Plotting surface of implicitly defined volume

Question

Having a volume implicitly defined by

x*y*z <= 1 

for

-5 <= x <= 5 
-5 <= y <= 5 
-5 <= z <= 5 

how would I go about plotting its outer surface using available Python modules, preferably mayavi?

I am aware of the function mlab.mesh, but I don't understand its input. It requires three 2D arrays, that I don't understand how to create having the above information.

EDIT:

Maybe my problem lies with an unsufficient understanding of the meshgrid()-function or the mgrid-class of numpy. I see that I have to use them in some way, but I do not completely grasp their purpose or what such a grid represents.

EDIT:

I arrived at this:

import numpy as np

from mayavi import mlab
x, y, z = np.ogrid[-5:5:200j, -5:5:200j, -5:5:200j]
s = x*y*z

src = mlab.pipeline.scalar_field(s)

mlab.pipeline.iso_surface(src, contours=[1., ],)
mlab.show()

This results in an isosurface (for x*y*z=1) of a volume though, which is not quite what I was looking for. What I am looking for is basically a method to draw an arbitrary surface, like a "polygon in 3d" if there is such a thing.
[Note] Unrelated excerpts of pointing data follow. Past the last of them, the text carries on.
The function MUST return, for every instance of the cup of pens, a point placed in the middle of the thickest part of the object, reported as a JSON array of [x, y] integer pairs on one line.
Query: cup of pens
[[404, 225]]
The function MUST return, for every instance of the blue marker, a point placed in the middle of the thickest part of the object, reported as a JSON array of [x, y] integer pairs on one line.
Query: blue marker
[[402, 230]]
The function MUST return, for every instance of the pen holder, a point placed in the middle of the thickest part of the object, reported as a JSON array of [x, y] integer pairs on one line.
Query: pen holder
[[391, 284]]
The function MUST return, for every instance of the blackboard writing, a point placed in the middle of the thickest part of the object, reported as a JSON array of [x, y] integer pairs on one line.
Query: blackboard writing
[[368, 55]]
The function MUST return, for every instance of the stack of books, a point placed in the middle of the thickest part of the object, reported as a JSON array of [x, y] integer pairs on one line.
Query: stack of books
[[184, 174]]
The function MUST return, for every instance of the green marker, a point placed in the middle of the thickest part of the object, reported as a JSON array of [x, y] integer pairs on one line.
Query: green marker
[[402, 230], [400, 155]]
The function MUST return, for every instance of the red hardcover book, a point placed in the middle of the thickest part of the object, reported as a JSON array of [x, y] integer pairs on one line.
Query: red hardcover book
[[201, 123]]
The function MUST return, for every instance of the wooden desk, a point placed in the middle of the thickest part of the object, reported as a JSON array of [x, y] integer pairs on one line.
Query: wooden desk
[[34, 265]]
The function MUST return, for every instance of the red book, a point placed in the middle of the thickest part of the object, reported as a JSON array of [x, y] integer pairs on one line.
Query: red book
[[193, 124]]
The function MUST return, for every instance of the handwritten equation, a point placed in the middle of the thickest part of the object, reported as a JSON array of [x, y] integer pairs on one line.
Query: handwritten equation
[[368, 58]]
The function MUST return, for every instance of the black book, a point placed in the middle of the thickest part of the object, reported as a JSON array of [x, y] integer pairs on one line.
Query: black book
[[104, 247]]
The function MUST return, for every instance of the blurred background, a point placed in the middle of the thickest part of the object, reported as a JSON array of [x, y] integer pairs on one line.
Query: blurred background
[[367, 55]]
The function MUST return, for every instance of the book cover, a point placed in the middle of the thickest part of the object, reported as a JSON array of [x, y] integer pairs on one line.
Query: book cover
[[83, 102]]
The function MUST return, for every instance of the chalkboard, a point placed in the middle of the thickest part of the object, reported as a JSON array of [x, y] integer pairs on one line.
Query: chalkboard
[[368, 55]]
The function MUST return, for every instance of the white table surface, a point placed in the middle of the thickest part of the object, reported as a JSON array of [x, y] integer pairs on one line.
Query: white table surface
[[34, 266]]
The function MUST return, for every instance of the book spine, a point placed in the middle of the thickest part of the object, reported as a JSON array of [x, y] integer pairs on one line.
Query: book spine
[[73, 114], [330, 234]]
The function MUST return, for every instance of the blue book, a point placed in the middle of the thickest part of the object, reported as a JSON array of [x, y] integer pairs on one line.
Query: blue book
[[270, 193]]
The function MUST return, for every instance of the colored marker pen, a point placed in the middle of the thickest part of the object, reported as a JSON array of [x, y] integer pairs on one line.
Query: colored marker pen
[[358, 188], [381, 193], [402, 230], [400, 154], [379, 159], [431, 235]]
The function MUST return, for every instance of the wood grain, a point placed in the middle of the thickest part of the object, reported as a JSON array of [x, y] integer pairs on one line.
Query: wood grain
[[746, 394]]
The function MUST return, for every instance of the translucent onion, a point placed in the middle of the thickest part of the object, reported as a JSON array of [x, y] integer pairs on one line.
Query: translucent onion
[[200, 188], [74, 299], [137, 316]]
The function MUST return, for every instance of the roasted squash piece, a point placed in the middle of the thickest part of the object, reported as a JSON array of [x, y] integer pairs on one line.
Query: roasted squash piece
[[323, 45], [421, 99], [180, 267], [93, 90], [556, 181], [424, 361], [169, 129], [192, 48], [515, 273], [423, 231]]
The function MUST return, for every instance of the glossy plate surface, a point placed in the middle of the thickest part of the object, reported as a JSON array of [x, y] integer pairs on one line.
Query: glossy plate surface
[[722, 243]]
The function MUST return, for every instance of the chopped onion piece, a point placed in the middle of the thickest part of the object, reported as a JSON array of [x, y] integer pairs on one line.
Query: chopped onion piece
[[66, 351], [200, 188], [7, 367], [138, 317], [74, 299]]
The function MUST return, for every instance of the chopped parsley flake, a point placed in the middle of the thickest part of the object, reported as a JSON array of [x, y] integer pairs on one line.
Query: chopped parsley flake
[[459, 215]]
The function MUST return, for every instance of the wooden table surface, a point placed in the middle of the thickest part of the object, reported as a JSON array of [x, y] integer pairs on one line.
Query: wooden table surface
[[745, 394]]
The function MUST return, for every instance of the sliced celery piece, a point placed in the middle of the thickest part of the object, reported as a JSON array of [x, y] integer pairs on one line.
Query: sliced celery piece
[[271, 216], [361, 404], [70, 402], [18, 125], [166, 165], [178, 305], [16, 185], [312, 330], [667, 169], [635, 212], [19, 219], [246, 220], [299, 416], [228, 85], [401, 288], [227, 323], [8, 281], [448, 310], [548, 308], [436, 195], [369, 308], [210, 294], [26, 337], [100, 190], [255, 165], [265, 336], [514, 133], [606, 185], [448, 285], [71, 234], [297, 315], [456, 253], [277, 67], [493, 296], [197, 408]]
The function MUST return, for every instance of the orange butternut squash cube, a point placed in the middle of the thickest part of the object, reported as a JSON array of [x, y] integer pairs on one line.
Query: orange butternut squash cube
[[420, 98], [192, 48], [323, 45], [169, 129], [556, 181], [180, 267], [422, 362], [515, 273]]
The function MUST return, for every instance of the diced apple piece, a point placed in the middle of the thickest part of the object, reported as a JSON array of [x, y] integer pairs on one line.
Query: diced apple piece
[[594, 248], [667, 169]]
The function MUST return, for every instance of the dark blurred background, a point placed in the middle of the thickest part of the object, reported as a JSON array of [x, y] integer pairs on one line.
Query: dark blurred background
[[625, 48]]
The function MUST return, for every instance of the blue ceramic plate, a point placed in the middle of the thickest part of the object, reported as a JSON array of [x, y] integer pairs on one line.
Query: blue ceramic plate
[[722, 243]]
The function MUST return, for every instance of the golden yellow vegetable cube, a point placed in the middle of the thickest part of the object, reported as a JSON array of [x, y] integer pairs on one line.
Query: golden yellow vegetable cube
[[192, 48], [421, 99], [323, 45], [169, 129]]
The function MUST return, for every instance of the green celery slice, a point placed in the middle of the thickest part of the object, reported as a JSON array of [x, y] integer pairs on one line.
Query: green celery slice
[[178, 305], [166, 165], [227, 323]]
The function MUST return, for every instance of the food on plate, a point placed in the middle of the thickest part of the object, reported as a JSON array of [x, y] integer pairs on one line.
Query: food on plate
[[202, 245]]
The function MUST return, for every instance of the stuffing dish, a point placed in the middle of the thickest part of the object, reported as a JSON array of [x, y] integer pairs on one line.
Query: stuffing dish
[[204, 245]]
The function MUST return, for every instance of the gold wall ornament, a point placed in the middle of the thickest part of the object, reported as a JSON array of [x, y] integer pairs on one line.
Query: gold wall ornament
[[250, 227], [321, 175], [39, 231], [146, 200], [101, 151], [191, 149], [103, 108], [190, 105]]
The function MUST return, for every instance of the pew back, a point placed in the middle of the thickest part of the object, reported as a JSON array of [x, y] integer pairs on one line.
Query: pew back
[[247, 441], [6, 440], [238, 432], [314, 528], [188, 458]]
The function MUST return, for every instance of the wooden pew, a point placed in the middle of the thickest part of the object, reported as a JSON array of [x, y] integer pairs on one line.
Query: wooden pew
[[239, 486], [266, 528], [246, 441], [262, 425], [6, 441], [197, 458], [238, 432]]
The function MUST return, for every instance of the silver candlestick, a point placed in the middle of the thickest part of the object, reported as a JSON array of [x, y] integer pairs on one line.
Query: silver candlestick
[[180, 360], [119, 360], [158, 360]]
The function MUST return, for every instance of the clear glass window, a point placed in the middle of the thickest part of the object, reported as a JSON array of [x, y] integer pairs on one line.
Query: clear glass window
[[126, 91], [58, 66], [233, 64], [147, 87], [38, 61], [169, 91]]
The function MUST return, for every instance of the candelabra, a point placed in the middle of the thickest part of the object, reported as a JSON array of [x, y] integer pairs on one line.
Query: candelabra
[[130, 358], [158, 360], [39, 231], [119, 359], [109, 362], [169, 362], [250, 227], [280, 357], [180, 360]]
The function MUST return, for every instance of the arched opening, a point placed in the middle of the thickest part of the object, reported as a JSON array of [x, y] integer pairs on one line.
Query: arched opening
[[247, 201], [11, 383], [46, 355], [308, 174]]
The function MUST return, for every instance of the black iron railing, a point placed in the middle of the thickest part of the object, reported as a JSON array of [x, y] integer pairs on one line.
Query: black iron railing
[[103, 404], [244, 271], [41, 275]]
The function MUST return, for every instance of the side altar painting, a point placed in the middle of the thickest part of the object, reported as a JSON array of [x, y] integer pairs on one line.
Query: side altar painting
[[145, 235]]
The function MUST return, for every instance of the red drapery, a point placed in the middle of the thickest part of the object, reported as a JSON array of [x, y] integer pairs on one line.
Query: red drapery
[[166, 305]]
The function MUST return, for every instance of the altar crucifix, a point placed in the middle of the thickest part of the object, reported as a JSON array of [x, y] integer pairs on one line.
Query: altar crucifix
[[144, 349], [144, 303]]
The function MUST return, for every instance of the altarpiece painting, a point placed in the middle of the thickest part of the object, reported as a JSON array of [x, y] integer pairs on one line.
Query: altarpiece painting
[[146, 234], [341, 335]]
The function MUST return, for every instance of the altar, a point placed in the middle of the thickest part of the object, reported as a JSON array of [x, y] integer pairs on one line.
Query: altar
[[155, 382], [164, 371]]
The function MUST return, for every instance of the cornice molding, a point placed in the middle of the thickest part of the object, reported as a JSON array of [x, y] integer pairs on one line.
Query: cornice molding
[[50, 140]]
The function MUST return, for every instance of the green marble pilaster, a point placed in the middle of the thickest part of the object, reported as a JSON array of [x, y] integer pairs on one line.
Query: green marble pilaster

I created the following code, which plots a surface (works with mayavi, too). I would need to modify this code to my particular problem, but to do that I need to understand why and how a 3d surface is defined by three 2d-arrays? What do these arrays (x, y and z) represent?

import numpy as np
from matplotlib import pyplot as plt
from mpl_toolkits.mplot3d import axes3d, Axes3D

phi, theta = np.mgrid[0:np.pi:11j, 0:2*np.pi:11j]
x = np.sin(phi) * np.cos(theta)
y = np.sin(phi) * np.sin(theta)
z = np.cos(phi)

fig = plt.figure()
ax = fig.add_subplot(111, projection='3d')
ax.plot_wireframe(x,y,z)
fig.show()

Answer 1

The outer surface, implicitly defined by

x*y*z = 1,

cannot be defined explicitly globally. To see this, consider x and y given, then:

z = 1/(x*y),

which is not defined for x = 0 or y = 0. Therefore, you can only define your surface locally for domains that do not include the singularity, e.g. for the domain

0 < x <= 5
0 < y <= 5

z is indeed defined (a hyperbolic surface). Similarly, you need to plot the surfaces for the other domains, until you have patched together

-5 <= x <= 5
-5 <= y <= 5

Note that your surface is not defined for x = 0 and y = 0, i.e. the axis of your coordinate system, so you cannot patch your surfaces together to get a globally defined surface.

Using numpy and matplotlib, you can plot one of these surfaces as follows (adopted from http://matplotlib.org/mpl_toolkits/mplot3d/tutorial.html#surface-plots):

from mpl_toolkits.mplot3d import Axes3D
from matplotlib import cm
import matplotlib.pyplot as plt
import numpy as np

fig = plt.figure()
ax = fig.gca(projection='3d')

X = np.arange(0.25, 5, 0.25)
Y = np.arange(0.25, 5, 0.25)
X, Y = np.meshgrid(X, Y)
Z = 1/(X*Y)

surf = ax.plot_surface(X, Y, Z, rstride=1, cstride=1, cmap=cm.coolwarm,
        linewidth=0, antialiased=False)
ax.set_zlim(0, 10)
ax.set_xlabel('x')
ax.set_ylabel('y')
ax.set_zlabel('z')    
fig.colorbar(surf, shrink=0.5, aspect=5)
plt.show()

I'm not familiar with mayavi, but I would assume that creating the meshes with numpy would work the same.

Answer 2

The test case in the Mayavi docs where the function test_mesh() is defined is capable of producing a sphere. This is done by replacing

r = sin(m0*phi)**m1 + cos(m2*phi)**m3 + sin(m4*theta)**m5 + cos(m6*theta)**m7

with r = 1.0 say.

However, your problem is you need to understand that the equations you are writing define a volume when you want to draw a sphere. You need to reformulate them to give a parametric equation of a sphere. This is essentially what is done in the above example, but it may be worth your while to try it yourself. As a hint consider the equation of a circle and extend it.